Vault(金庫)を作成するために、アリスは信頼性の高い支払いパスを選択します。 これは、たとえば複数の署名デバイスや別々の場所に保管されているコールドウォレットへのアクセスを要求するマルチシグのような支払いパスです。 また、彼女のホットウォレットから単一の署名で使用可能な信頼性の低い支払いパスも選択します。 最後に、BIP68と同じデータ型で遅延時間を選択します。数分から1年までの時間を指定できます。 パラメーターを選択したら、自分のVaultに資金を受け取るための通常のBitcoinアドレスを作成します。 このアドレスは、
OP_VAULT
を使用したスクリプトにコミットしています。自分のVaultアドレスで受け取った資金を使用する場合、アリスはまず最終的に支払いをするアウトプットを決めます( たとえば、ボブに支払いをし、お釣りがあれば自分のVaultに戻すなど)。
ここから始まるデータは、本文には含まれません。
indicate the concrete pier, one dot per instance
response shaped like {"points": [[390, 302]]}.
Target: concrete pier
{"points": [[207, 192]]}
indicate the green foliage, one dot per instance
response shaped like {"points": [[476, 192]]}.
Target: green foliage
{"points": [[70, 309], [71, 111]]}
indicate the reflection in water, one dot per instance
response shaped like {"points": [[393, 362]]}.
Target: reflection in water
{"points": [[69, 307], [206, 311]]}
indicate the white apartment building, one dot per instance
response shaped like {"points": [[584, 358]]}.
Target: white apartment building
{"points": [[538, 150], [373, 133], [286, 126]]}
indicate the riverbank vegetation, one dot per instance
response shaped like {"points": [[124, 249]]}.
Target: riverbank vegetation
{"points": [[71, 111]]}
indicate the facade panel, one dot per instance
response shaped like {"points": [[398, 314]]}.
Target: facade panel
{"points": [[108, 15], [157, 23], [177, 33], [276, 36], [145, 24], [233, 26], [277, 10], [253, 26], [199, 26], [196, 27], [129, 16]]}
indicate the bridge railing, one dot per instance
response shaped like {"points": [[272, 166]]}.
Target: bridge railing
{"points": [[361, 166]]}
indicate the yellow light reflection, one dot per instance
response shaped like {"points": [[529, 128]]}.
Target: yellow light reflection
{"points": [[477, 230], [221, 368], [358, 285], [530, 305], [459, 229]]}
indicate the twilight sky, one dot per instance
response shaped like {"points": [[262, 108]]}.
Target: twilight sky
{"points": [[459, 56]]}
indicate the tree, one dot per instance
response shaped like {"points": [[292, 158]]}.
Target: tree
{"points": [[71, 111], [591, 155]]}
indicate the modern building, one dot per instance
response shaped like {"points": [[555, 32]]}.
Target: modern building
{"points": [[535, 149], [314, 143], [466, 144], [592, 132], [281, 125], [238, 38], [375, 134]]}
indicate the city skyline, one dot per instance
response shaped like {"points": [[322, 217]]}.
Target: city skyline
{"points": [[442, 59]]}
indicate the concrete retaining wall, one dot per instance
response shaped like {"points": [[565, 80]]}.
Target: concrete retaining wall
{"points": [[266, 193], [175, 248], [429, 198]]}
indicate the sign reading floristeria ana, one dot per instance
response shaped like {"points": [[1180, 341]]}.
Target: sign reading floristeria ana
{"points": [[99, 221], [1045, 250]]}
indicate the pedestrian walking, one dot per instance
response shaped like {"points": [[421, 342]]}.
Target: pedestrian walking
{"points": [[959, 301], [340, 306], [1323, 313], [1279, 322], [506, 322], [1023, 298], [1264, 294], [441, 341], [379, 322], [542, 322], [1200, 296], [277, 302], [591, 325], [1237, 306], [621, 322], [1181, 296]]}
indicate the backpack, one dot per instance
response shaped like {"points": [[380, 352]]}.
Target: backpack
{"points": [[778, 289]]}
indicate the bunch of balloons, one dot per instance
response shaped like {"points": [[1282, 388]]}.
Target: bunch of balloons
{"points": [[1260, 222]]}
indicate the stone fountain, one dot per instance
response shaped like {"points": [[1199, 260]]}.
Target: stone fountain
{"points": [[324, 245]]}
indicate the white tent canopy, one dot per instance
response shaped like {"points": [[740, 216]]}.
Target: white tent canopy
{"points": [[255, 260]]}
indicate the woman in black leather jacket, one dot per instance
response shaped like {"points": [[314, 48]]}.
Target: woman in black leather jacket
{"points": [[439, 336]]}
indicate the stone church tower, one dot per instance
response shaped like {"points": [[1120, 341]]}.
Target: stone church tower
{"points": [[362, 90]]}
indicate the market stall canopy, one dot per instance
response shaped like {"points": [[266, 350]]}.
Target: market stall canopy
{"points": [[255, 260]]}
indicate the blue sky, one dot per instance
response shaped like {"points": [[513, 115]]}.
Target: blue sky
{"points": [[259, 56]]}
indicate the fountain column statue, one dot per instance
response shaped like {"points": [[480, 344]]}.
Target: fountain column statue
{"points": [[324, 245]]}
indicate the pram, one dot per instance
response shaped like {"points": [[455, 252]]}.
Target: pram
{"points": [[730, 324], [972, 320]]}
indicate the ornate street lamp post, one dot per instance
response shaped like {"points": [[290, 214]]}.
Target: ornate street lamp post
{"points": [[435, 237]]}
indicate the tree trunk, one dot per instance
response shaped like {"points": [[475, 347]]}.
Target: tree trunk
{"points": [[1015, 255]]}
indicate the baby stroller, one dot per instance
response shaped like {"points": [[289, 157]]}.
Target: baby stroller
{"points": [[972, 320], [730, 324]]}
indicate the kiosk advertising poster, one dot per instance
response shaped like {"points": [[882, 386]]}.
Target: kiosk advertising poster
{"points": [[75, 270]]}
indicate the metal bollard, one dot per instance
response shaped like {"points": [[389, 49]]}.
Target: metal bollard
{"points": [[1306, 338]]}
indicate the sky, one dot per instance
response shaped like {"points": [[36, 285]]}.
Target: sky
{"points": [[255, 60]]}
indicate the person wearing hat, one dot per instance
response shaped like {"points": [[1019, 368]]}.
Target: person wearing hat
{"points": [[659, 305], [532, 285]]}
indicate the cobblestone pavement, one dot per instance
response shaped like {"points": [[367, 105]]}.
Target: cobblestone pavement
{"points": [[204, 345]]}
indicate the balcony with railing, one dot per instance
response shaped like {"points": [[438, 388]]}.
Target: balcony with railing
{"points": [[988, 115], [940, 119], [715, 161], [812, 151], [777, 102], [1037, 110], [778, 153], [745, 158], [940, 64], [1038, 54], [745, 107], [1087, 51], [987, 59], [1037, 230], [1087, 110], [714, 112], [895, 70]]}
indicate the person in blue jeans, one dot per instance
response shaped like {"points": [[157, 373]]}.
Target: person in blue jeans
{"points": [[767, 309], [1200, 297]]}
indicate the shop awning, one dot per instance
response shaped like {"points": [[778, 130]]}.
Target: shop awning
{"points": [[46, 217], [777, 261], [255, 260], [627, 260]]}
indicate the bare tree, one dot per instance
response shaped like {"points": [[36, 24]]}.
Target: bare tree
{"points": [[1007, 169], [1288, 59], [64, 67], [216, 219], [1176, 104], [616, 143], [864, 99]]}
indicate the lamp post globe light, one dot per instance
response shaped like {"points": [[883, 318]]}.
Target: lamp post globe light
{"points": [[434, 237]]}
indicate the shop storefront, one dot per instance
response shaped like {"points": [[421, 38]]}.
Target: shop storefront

通常の使用法では、 アリスは、信頼性の低い支払いパスの条件を満たし(ホットウォレットから署名を提供するなど)、 保管されたすべての資金を1つのアウトプットに支払うトランザクションを作成します。 このアウトプットには、信頼性の高い支払いパスと遅延の同じパラメーターを持つ
OP_UNVAULT
が含まれています。 3つめのパラメーターは、アリスが最終的に支払いたいアウトプットへのコミットメントです。 アリスは、トランザクションの構築を完了させます。これには、 手数料スポンサーシップや、アンカー・アウトプットタイプ、 その他の仕組みを使用した手数料の添付も含まれます。アリスは、トランザクションをブロードキャストし、その後ブロックに格納されます。 これにより、誰もが保管の解除の試みが進行中であることを観察することができます。 アリスのソフトウェアは、これが自分の保管された資金であることを検出し、 承認されたトランザクションの
OP_UNVAULT
アウトプットの3つめのパラメーターが、 アリスが以前作成したコミットメントと正確に一致するか検証します。 一致した場合、アリスはここで遅延期間が終わるのを待ち、その後、OP_UNVAULT
のUTXOを彼女が以前コミットしたアウトプット(たとえば、ボブとお釣り用のアウトプット)へ 支払うトランザクションをブロードキャストすることができます。 これは、アリスの資金を、彼女の信頼性の低い支払いパス(ホットウォレットのみを使うような)を使って 支払いに成功したことになります。しかし、アリスのソフトウェアが承認された保管解除の試みを確認して、それが自身によるものではないと認識した場合、 アリスのソフトウェアは、遅延期間中に資金を凍結する機会を得ます。ソフトウェアは、
OP_UNVAULT
アウトプットを以前のコミットメントの対象である信頼性の高いアドレスに支払うトランザクションを作成します。 遅延期間が終わる前にこの凍結トランザクションが承認される限り、 アリスの資金は信頼性の低い支払いパスによる侵害から保護されます。資金がアリスの信頼性の高い支払いパスに転送された後、 アリスはそのパスの条件を満たして(たとえば、コールドウォレットを使用して)、 いつでも資金を使用できます。OP_VAULT
の提案の利点として、以下の点が挙げられています:-
● witnessがより小さく: 提案中のOP_CHECKSIGFROMSTACKを使用するような 柔軟なCovenantは、保管を解除するトランザクションのwitnessに、 トランザクション内の他の場所に含まれる大量のデータのコピーを含める必要があり、 トランザクションサイズと手数料のコストが肥大化します。
OP_VAULT
では、 オンチェーンに含まれるスクリプトとwitnessがとても少なくなります。 -
● 支払いのステップが少ない: 現在利用可能な事前署名トランザクションに基づく柔軟性の低いCovenantの提案は、 最終的な宛先に送信する前に所定のアドレスに資金を引き出す必要があります。 このような提案では、通常、受け取ったアウトプットを 他の受け取ったアウトプットとは別のトランザクションで使用する必要があり、 支払いのバッチ処理をすることができません。 これにより、関連するトランザクションの数が増え、支払いのサイズとコストも膨れ上がります。
OP_VAULT
は、通常、単一のアウトプットを使用する場合に必要なトランザクション数が少なく、 複数のアウトプットを使用または凍結する際のバッチ処理もサポートします。 これにより大量のスペースが節約される可能性があり、安全のためにアウトプットを統合する必要が生じる前に、 Vaultが多くのトランザクションを受け取れるようにすることができます。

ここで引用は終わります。